EDITOR’S NOTE: I liked ‘Creepshow’ (1982), but ‘Creepshow 2,’ not so much. Still, it has a following, and the exploitation-flick ‘boutique’ label Arrow has given it the Blu-ray special-edition upgrade that really should have gone to the first film. So here’s my May 29, 1987, Deseret News review of the sequel.

Though most critics did not, I quite enjoyed “Creepshow.” Call it a guilty pleasure, if you like, but the outrageous Stephen King short stories in that film (most of them, anyway) were alternately frightening and amusing, frequently shocking me or making me laugh – sometimes at the same moment. And isn’t that what a horror movie is supposed to do?

But “Creepshow 2” seems to jump into all the pitfalls the first film avoided.

For the record, the first “Creepshow” was scripted by King, five stories based on five of his own published works. And it was directed by George A. Romero, of the “Night of the Living Dead” trilogy fame.

For “Creepshow 2” Romero did the screenplay, basing it on three King short stories, two of them unpublished. And there may be a reason two remain unpublished.


           George Kennedy and friend, 'Creepshow 2'

Like the first film, “Creepshow 2” begins with a young kid who reads a horror comic called “Creepshow” (based on the old E.C. Comics, like “Tales from the Crypt”), and whose latest issue contains the stories that will unfold in live-action for us.

But unlike the first film, “Creepshow 2” has the boy introducing each story in animated form, complete with a supposedly horrifying animated conclusion.
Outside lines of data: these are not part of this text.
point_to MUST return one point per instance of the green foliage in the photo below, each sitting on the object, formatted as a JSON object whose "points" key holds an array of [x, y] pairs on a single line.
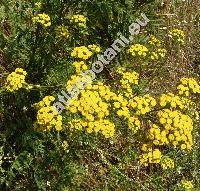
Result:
{"points": [[32, 160]]}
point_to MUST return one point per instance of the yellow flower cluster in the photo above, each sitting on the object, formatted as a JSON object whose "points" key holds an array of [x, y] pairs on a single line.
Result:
{"points": [[176, 129], [154, 41], [178, 35], [81, 52], [186, 184], [93, 107], [167, 163], [143, 104], [16, 80], [128, 80], [172, 100], [42, 19], [159, 53], [79, 81], [188, 84], [79, 20], [138, 50], [94, 48], [62, 32], [80, 66], [149, 155], [38, 5], [47, 116]]}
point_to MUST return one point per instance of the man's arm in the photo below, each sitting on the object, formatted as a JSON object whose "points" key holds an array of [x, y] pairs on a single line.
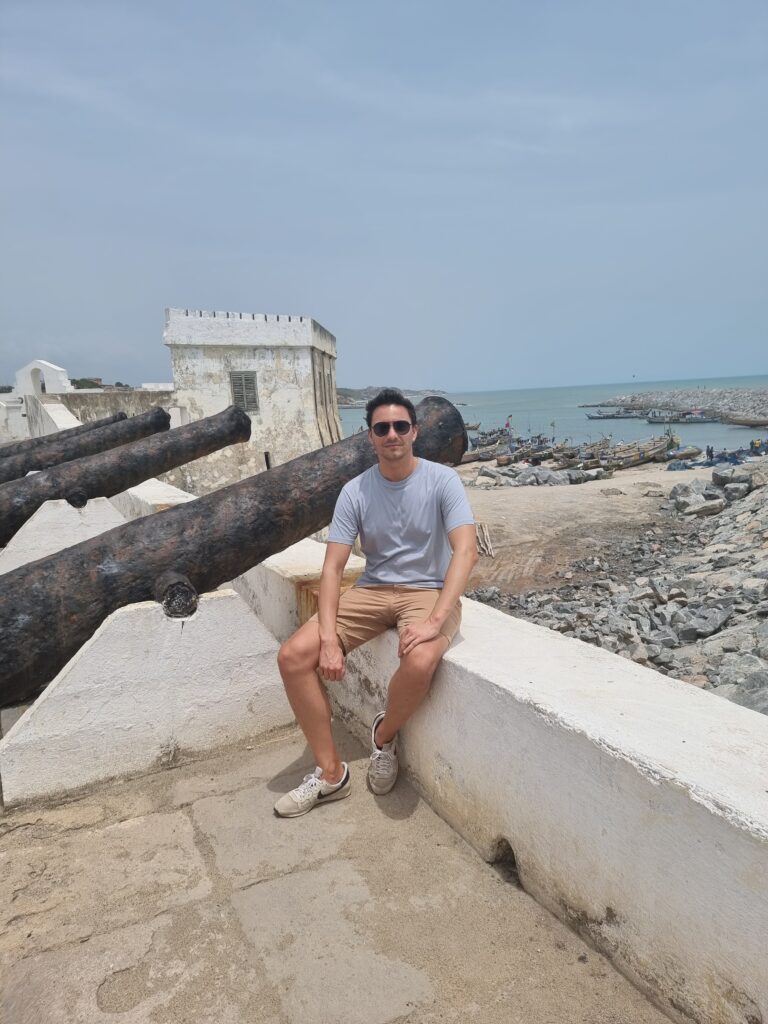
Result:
{"points": [[463, 542], [332, 656]]}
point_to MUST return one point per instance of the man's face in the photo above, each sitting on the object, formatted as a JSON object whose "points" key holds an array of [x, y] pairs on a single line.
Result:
{"points": [[392, 446]]}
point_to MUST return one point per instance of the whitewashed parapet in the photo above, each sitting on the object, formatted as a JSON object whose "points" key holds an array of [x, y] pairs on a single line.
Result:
{"points": [[143, 691], [56, 525], [634, 805], [148, 497]]}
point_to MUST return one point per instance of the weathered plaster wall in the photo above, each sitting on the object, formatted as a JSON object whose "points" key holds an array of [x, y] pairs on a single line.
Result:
{"points": [[12, 419], [46, 417], [89, 406], [294, 361], [29, 378]]}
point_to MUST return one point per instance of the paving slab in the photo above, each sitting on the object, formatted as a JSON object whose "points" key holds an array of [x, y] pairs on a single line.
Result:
{"points": [[180, 897]]}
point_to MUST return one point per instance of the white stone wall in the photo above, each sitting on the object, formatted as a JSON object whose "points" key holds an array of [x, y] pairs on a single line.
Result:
{"points": [[29, 378], [294, 361]]}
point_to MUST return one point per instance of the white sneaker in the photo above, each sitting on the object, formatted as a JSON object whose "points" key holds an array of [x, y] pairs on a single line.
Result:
{"points": [[382, 771], [314, 790]]}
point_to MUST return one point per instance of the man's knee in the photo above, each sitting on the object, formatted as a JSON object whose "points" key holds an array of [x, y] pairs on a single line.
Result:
{"points": [[424, 658], [298, 653]]}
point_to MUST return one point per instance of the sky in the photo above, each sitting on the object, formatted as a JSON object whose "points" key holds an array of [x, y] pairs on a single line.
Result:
{"points": [[469, 196]]}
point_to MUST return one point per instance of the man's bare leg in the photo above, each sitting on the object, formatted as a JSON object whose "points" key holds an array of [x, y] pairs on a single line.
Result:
{"points": [[410, 685], [298, 660]]}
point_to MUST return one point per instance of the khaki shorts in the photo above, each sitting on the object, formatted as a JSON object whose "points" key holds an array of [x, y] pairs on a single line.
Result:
{"points": [[365, 612]]}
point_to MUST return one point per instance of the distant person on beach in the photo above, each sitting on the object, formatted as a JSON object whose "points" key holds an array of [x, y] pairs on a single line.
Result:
{"points": [[417, 531]]}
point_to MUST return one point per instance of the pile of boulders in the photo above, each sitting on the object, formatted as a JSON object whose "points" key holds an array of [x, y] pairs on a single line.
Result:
{"points": [[722, 401], [532, 476], [700, 498], [696, 603]]}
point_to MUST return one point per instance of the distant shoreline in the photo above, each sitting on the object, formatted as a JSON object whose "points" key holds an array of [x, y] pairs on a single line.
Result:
{"points": [[729, 404], [350, 397]]}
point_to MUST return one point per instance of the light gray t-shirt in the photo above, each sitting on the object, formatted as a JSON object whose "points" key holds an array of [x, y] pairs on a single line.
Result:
{"points": [[403, 524]]}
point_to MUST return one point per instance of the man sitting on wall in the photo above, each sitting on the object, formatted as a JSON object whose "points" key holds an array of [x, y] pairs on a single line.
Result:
{"points": [[417, 531]]}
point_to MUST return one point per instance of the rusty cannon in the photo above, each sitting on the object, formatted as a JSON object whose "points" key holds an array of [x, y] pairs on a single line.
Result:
{"points": [[34, 443], [111, 436], [108, 473], [48, 608]]}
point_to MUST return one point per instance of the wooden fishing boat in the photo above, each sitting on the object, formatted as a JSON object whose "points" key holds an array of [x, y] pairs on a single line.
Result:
{"points": [[638, 453], [745, 421], [689, 416]]}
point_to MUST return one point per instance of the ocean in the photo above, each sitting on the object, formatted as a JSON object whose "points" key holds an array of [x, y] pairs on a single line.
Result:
{"points": [[555, 412]]}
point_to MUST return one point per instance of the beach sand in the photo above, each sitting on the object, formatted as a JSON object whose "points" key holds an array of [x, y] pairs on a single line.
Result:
{"points": [[539, 531]]}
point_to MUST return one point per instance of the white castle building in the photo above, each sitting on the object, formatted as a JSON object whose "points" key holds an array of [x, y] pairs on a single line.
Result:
{"points": [[280, 369]]}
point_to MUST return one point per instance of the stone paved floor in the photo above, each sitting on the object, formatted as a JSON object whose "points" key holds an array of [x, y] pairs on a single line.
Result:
{"points": [[179, 897]]}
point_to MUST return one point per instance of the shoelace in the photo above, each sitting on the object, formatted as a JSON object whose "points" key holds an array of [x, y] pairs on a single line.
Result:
{"points": [[383, 762], [308, 786]]}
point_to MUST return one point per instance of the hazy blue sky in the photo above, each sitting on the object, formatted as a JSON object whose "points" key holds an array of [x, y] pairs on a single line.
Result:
{"points": [[469, 196]]}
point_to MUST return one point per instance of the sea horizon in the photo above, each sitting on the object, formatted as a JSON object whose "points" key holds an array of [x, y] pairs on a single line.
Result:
{"points": [[557, 412]]}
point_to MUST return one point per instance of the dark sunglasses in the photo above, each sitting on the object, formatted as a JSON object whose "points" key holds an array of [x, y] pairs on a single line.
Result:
{"points": [[400, 427]]}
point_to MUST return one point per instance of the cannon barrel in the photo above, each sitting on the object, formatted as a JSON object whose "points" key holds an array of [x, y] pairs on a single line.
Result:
{"points": [[108, 473], [101, 439], [48, 608], [35, 443]]}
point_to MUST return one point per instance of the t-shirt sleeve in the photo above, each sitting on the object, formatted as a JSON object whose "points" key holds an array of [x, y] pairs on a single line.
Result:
{"points": [[455, 505], [344, 525]]}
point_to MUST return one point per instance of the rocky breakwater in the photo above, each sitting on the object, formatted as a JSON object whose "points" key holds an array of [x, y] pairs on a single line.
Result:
{"points": [[724, 401], [532, 476], [695, 606]]}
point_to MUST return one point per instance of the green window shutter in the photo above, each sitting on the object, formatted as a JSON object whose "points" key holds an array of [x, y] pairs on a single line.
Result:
{"points": [[244, 390]]}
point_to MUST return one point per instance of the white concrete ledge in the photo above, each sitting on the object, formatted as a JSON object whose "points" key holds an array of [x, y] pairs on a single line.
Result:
{"points": [[635, 805], [152, 496], [54, 526], [143, 690]]}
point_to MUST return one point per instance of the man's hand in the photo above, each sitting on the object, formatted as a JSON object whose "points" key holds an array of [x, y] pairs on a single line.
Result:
{"points": [[332, 662], [418, 633]]}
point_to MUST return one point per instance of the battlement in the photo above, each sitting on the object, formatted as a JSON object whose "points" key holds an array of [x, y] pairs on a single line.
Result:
{"points": [[216, 327]]}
But this element is the worst in the picture, with cheap animation and a pretty dumb story.

As far as the three real horror yarns in this anthology are concerned, the first, “Old Chief Wood’n-head,” is a very predictable tale of a wooden Indian that comes to life to avenge the killings of its owners (George Kennedy and Dorothy Lamour); the second, the only published story, is “The Raft,” about pot-smoking teens on a raft in the middle of a small lake that has some kind of killer oil slick on its surface; the third, “The Hitchhiker,” is as predictable as the first, with Lois Chiles as an adulterous wife whose car strikes a hitchhiker, and when she just drives away the hitchhiker returns to haunt her journey home.


The first is the worst, and the last story isn’t a lot better, though it does offer a few chills in spite of itself. But the middle tale is a pretty scary one as the goo in the water attacks the kids on the raft one by one. It’s well staged and has a terrific climax (which is unfortunately included in the theatrical previews).

“Creepshow 2” is also more graphic than the first film, throwing in gratuitous sex, nudity, profanity and drug use, as well as the expected gore, all accounting for the R rating.